Непонятно почему, мы позволили им выйти из палатки в ночную темноту. Никто не последовал за соперниками, никто не произнес ни слова. Все мы чувствовали, что вот-вот наступит развязка. Но кое-кто из тех, кто стоял снаружи, все же пошли за игроками, и конец этой истории разыгрался при свидетелях. Жаворонок находилась во время игры за палаткой, слышала, как ее назначили последней ставкой, слышала, чего потребовал победитель, и убежала домой. Немного спустя почти так же быстро туда отправился и Куница; за ним следовал человек, выигравший все его имущество. Они вошли в палатку, за ними последовали два-три человека.

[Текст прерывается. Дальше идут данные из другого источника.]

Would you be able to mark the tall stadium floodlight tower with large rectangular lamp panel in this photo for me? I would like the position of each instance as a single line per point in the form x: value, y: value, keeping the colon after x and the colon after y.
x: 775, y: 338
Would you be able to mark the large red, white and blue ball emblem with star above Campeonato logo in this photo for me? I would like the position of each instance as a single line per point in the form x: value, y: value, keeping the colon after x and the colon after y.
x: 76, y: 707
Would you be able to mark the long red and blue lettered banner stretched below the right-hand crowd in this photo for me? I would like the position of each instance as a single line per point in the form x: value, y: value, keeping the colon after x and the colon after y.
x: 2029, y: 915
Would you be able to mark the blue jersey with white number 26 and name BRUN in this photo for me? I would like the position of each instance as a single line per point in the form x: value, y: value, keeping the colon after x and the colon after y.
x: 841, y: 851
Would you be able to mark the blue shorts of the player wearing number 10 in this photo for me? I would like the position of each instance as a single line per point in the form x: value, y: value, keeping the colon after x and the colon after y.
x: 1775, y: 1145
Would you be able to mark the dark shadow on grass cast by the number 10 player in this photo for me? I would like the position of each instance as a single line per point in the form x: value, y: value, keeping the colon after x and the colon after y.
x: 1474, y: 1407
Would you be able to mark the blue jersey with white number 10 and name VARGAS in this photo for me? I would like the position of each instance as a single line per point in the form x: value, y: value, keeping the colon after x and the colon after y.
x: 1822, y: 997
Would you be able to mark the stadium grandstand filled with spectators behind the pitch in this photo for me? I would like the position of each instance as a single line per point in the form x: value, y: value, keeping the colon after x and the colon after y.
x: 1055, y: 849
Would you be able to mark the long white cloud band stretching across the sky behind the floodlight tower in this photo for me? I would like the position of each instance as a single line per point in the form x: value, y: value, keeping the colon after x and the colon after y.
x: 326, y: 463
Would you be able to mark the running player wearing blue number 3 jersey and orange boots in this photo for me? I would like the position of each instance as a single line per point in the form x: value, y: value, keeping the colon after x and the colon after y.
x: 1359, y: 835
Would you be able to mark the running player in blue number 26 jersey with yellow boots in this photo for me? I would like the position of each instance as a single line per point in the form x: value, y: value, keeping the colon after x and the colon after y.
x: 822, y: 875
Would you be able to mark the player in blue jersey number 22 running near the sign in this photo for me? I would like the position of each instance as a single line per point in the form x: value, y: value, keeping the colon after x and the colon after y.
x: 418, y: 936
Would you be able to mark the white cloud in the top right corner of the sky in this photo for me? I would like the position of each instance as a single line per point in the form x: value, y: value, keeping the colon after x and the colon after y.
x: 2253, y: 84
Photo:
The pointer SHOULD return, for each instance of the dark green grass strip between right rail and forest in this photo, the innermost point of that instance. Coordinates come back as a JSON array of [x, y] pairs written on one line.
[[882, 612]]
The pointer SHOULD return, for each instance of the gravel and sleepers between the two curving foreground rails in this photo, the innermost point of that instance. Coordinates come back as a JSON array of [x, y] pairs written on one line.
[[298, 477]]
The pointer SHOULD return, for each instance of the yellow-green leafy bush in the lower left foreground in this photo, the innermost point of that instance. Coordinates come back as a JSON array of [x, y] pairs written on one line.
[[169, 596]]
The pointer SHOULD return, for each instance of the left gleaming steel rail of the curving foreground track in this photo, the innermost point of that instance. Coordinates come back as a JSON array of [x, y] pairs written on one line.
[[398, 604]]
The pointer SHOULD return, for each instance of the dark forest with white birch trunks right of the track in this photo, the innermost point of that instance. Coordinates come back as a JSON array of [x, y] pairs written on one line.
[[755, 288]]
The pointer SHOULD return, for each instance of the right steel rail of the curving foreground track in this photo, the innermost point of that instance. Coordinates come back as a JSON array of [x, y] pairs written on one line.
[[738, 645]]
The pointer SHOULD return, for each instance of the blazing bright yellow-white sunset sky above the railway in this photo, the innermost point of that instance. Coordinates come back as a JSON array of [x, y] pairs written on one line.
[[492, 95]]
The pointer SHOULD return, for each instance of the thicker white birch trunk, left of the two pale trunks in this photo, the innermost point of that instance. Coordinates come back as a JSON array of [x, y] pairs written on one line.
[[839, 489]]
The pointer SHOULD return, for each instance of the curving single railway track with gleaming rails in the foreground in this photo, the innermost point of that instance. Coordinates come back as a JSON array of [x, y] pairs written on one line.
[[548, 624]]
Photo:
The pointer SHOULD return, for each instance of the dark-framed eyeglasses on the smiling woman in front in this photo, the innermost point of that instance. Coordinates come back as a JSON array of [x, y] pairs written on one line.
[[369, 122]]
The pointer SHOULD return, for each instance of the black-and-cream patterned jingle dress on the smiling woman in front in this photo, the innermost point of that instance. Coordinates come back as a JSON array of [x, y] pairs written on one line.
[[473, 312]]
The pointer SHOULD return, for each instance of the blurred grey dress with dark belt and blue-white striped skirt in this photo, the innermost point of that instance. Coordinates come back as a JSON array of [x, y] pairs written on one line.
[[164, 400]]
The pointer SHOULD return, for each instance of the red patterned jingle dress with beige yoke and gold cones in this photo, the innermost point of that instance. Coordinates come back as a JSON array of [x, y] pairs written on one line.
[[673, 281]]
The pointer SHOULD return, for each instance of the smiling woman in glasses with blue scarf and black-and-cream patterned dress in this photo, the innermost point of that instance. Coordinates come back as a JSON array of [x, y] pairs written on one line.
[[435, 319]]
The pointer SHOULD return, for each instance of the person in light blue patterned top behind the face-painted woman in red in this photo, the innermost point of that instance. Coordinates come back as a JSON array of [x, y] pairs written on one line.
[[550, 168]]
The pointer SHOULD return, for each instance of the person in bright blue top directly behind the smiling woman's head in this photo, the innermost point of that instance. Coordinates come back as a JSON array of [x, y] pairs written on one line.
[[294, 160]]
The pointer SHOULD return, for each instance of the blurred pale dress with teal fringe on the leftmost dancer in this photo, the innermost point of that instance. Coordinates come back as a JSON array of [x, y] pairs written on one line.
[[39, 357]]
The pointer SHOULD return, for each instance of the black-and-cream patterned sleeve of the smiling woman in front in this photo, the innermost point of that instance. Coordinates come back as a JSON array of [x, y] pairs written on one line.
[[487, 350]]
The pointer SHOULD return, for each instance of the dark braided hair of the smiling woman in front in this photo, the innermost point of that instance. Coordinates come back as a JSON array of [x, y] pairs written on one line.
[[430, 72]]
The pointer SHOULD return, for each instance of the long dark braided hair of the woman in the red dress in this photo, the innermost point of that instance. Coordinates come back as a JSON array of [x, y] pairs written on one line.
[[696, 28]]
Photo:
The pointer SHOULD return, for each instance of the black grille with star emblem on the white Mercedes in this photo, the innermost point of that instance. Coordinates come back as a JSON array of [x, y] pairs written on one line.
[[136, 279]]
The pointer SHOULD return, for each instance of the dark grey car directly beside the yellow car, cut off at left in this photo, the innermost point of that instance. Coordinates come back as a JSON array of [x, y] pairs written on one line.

– Вот она! – воскликнул Куница, указывая на ложе, где лежала его жена, с головой накрытая шкурой бизона. – Вот она, – продолжал он, – но ты не прикоснешься к ней. Я убью тебя, я принесу тебя в жертву здесь, при ней.
Слова эти и страшное выражение его лица так парализовали Скользнувшую Стрелу, что тот даже не пытался защищаться, а лишь закричал:
– Пощади, пощади меня! – и опустился на землю раньше, чем Куница бросился на него и несколько раз глубоко вонзил нож ему в шею и грудь.
Мы, сидевшие в палатке и ожидавшие сами не зная чего, услыхали крики умирающего и бросились вон, сорвав на бегу шкуры покрова палатки с колышков. Когда я прибежал на место, все уже было кончено. Скользнувшая Стрела лежал мертвый рядом с очагом. Куница стоял над ним, глядя на свою работу с по-детски довольным выражением лица.